In distributed systems, when you need coordination, you often need shared state, and vice versa. Ignoring this fact can quite often lead to over-complicated solutions. Redis understands this very well and it’s one of the reasons behind its unique design. If you embrace this principle, you will find that hard problems can occasionally be solved in few commands, given the right primitives, and that’s exactly what Redis gives you. For example, this is how you can transactionally append an entry to a stream, push a task to (the beginning of) a queue, and publish to Pub/Sub:
MULTI
XADD logs:service1 * level error req-id 42 stack-trace "..."
LPUSH actions-queue "RESTART=service1"
PUBLISH live-notifs "New error event in service1!"
EXEC
To get to a working solution, you’ll need to defeat seven evil concurrency problems.

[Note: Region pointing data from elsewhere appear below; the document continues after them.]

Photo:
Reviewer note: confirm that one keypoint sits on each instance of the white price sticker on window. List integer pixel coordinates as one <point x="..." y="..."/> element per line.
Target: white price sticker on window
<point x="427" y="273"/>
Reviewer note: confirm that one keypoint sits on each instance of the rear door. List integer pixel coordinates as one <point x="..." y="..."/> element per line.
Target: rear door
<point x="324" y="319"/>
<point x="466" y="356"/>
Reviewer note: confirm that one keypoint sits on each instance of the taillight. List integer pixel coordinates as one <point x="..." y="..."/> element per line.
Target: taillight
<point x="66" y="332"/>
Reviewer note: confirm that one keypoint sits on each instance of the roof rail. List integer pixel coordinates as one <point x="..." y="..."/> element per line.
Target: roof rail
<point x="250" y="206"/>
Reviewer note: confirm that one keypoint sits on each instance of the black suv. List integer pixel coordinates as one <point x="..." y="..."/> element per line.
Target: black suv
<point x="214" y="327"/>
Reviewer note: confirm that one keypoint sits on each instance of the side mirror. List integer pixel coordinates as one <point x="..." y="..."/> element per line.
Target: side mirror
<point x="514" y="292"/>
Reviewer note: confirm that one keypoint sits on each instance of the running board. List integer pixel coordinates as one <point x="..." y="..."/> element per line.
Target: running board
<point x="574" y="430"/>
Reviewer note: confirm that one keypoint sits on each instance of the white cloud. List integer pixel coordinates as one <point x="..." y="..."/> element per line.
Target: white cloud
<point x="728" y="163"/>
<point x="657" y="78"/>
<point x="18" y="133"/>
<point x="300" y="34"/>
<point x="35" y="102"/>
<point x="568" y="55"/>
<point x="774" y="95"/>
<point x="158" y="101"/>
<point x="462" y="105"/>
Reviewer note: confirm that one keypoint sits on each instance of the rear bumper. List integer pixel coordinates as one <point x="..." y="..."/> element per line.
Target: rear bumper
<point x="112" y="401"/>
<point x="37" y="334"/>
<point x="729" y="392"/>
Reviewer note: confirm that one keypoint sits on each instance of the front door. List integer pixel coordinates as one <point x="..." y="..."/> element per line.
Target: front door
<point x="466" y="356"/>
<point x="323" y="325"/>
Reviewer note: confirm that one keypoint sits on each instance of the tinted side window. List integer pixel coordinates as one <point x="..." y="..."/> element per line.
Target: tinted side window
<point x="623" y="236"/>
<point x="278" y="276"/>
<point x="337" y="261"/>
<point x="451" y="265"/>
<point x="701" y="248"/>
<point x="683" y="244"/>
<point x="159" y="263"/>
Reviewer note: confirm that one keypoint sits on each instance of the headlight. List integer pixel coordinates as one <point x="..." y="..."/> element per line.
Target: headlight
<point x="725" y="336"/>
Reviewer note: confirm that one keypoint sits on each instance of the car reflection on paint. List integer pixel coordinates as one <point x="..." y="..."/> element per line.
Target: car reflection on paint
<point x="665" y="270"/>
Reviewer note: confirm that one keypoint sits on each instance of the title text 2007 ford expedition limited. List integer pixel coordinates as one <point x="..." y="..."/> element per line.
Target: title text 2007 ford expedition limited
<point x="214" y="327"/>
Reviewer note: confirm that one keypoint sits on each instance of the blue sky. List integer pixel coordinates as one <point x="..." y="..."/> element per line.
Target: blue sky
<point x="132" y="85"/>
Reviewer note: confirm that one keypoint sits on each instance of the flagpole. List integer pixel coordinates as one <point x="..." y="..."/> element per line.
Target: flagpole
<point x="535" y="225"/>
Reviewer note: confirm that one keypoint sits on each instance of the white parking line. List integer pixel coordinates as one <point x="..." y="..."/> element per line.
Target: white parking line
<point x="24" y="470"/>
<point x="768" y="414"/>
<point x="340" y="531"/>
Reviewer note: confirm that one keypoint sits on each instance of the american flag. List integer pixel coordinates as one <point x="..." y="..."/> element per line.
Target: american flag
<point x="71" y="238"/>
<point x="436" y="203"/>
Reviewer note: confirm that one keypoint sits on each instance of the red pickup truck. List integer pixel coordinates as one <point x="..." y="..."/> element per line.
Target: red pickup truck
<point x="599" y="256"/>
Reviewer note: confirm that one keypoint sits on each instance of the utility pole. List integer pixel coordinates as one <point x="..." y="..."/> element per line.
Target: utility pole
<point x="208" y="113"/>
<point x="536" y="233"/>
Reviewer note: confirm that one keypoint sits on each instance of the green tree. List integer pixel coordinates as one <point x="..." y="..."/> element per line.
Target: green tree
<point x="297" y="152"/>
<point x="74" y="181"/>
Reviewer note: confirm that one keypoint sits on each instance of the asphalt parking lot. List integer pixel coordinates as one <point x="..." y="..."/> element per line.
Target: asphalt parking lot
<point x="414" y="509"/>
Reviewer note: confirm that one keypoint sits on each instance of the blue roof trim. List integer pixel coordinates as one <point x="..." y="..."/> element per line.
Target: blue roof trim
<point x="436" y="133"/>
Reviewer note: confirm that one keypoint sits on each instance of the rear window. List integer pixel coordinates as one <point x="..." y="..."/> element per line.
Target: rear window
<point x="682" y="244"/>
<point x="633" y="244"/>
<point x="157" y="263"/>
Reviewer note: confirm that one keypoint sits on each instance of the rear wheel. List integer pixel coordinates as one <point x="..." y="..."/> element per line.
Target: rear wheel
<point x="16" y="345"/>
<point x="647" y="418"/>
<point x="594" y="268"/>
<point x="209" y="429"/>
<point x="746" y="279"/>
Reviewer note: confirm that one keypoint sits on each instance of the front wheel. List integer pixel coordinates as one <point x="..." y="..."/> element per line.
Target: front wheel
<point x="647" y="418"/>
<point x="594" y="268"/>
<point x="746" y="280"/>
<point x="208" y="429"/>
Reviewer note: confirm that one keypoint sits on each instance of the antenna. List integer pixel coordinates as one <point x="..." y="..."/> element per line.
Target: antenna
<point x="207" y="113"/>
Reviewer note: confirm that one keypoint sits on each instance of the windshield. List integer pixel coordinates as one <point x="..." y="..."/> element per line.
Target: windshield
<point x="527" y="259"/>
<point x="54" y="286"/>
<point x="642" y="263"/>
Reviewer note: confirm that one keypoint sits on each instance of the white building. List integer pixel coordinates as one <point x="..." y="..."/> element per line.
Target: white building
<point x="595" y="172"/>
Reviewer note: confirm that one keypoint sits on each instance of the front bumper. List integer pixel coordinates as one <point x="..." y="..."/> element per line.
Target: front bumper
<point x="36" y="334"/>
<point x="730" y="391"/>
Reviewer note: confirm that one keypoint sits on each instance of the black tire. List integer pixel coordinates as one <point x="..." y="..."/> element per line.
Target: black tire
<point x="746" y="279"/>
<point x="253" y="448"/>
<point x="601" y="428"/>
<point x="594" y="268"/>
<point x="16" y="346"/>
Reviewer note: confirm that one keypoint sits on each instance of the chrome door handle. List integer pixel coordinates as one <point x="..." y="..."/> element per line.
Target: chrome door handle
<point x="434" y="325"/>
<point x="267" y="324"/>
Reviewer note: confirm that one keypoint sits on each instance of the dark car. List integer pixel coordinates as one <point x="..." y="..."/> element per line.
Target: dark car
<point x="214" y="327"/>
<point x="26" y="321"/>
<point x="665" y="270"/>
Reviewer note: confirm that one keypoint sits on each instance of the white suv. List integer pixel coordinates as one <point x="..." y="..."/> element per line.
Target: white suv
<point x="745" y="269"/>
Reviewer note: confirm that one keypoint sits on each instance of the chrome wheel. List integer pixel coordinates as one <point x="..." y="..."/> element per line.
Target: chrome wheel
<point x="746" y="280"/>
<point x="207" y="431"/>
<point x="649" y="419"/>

Plot of Redis Pilgrim vs. The World
I hope this gives you an understanding of the main patterns for communication that are commonly employed by distributed systems. Next time you need to connect two services together, this should help you navigate your options. If you enjoy talking about TCP connections on steroids and streaming architectures, feel free to reach me on Twitter @croloris.
The Redis Streams data type is a great feature of Redis and will become a building block of many applications, especially now that Redis has a pool of modules that add new full-fledged capabilities for time-series, graph and search. To learn more about Redis Streams, check out this introductory blog post by Antirez, as well as the official documentation. But don’t forget that streams are not the right tool for every job: sometimes you need Pub/Sub, or simply humble blocking operations on Redis Lists (or Sorted Sets, Redis has that too).